Of course, Aigis comes with the weapons you see in the game, and not just her machine gun fingers (though really, machine gun fingers are a major selling point).
In case you weren't getting enough machine gun, you can slap one on either wrist or just replace her entire right arm with one.
Of course, there's also a cannon (is it a rocket launcher? Grenades? Lasers? I dunno, I never got that far in this game!) to round out that first-person shooter diet.
But the obvious best weapon in the package is something that both appeared in the game and happens to be a long-standing Chogokin tradition: the humble rocket punch. Obviously the ridiculous, unfitting, and totally awesome rocket punch weapon in Persona 3 came from ol' Mazinger Z (from which the whole Chogokin name and line is derived), so they did something special for this figure. It's a spring-loaded rocket punch! Awww, yeah!
The part that replaces the right arm is pretty directly modeled after the rocket punch assembly you find on any Mazinger Chogokin: a switch at the elbow lets the fist fly. I was going to make a video, but Amiami beat me to it quite some time ago. That's an alright firing distance, but if you're familiar with other Chogokin figures, you know that it's nothing compared to the powerful cross-a-room-and-choke-a-small-child velocity of their rocket punches (to say nothing of the outright murderous vintage toys). Of course, this might have to do with the bulk of the ornate rocket punch fist itself...
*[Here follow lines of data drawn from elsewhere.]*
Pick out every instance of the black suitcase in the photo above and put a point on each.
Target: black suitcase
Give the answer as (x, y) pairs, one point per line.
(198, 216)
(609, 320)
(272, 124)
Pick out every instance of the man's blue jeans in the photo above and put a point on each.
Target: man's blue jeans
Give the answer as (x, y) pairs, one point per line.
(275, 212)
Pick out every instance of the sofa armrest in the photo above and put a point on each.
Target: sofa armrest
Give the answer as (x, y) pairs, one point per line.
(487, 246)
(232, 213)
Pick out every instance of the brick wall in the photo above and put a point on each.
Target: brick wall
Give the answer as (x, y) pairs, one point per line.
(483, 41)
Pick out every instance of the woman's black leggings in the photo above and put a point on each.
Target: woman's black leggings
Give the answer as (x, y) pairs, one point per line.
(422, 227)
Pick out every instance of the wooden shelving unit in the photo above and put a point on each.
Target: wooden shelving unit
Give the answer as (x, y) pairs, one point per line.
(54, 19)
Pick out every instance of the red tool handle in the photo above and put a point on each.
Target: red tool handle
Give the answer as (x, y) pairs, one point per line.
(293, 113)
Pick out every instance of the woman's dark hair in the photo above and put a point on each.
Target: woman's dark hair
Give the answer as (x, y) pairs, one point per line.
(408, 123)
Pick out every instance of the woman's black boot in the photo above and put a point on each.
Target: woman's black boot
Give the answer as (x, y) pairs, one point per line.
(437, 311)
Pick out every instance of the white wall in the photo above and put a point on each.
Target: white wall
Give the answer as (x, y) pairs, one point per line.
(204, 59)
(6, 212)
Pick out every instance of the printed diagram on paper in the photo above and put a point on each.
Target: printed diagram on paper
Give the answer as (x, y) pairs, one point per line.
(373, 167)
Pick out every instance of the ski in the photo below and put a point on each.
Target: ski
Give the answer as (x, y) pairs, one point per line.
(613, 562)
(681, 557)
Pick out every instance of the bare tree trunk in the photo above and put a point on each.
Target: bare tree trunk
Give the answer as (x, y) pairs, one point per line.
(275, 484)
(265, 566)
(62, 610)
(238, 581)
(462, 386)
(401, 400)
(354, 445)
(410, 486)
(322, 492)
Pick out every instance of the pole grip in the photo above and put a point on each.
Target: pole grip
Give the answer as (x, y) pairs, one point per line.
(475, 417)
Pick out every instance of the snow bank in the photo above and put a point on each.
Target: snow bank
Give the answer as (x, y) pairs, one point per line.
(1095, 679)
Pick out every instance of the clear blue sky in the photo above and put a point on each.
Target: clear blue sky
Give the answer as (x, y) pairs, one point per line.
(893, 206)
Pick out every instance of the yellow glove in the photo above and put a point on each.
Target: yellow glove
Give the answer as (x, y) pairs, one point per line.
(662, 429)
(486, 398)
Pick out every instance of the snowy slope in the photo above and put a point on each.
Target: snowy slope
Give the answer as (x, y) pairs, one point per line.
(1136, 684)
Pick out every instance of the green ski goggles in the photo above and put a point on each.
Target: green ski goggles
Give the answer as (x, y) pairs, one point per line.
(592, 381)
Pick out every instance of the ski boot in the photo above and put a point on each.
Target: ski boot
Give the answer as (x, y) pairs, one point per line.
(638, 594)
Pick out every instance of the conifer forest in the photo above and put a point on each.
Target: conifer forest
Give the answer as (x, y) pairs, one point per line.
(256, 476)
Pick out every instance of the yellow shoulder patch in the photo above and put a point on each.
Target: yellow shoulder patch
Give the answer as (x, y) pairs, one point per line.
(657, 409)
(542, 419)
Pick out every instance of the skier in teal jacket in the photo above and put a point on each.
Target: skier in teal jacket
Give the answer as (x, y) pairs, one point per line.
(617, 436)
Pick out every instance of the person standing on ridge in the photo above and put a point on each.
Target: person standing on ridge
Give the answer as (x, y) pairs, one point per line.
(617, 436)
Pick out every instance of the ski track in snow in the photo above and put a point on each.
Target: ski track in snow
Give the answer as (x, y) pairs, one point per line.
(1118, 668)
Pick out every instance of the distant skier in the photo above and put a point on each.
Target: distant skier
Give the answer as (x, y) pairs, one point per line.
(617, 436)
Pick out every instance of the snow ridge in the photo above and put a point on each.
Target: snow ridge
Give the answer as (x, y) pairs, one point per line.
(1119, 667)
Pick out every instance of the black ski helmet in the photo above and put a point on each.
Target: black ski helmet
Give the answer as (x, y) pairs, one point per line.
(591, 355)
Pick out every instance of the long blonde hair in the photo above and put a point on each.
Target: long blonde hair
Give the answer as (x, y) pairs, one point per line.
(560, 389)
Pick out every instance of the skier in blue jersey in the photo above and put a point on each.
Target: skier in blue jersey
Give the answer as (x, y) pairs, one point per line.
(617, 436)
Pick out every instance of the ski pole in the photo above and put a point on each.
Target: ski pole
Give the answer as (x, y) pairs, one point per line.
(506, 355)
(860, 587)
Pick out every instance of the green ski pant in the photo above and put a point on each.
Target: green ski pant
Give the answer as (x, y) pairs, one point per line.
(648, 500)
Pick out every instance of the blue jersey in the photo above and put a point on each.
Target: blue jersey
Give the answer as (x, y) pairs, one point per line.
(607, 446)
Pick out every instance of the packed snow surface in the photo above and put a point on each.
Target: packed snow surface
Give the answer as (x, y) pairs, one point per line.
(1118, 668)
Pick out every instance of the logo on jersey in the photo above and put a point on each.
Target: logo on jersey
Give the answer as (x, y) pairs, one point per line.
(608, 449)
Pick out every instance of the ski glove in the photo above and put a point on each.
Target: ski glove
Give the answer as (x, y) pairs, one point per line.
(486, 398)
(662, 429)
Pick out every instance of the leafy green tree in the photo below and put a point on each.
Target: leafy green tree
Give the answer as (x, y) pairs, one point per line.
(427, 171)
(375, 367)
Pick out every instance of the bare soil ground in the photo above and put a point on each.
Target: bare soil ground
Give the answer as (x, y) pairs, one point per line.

You can get this figure for $50 to $60 on Amazon, depending on whether or not you have Prime: importing it from the usual Japan-based sites, even on sale, brings it to an estimated $70-ish. I must admit, Bluefin's distribution is making my life a lot easier lately, and their pricing is dangerously good. Keep in mind that after international shipping and import markup, Figmas and Revoltechs cost a buyer outside Japan $50 on the low side these days. Now I like Figma and Revoltech (but what the hell is happening to Revoltech lately, and is that seriously supposed to be Alucard?) but this figure is simply a rung up the quality ladder from those. If you like this character at all-- and I hear anime fans just love the Persona series-- this is highly recommended. It's definitely going to spend some time on my shelf.
Is this Bandai Japan's evil plan, to infiltrate the US market with low-end prices on high-end items in a time when a crappy economy and high shipping costs make importing even the most basic Japanese figure prohibitively expensive? Well, I'm not mad at 'em!
Neco-Arc has to be a cyborg, herself. I mean, she's a fuzzy critter of nature, but where do the rockets come from? Magic? I doubt it!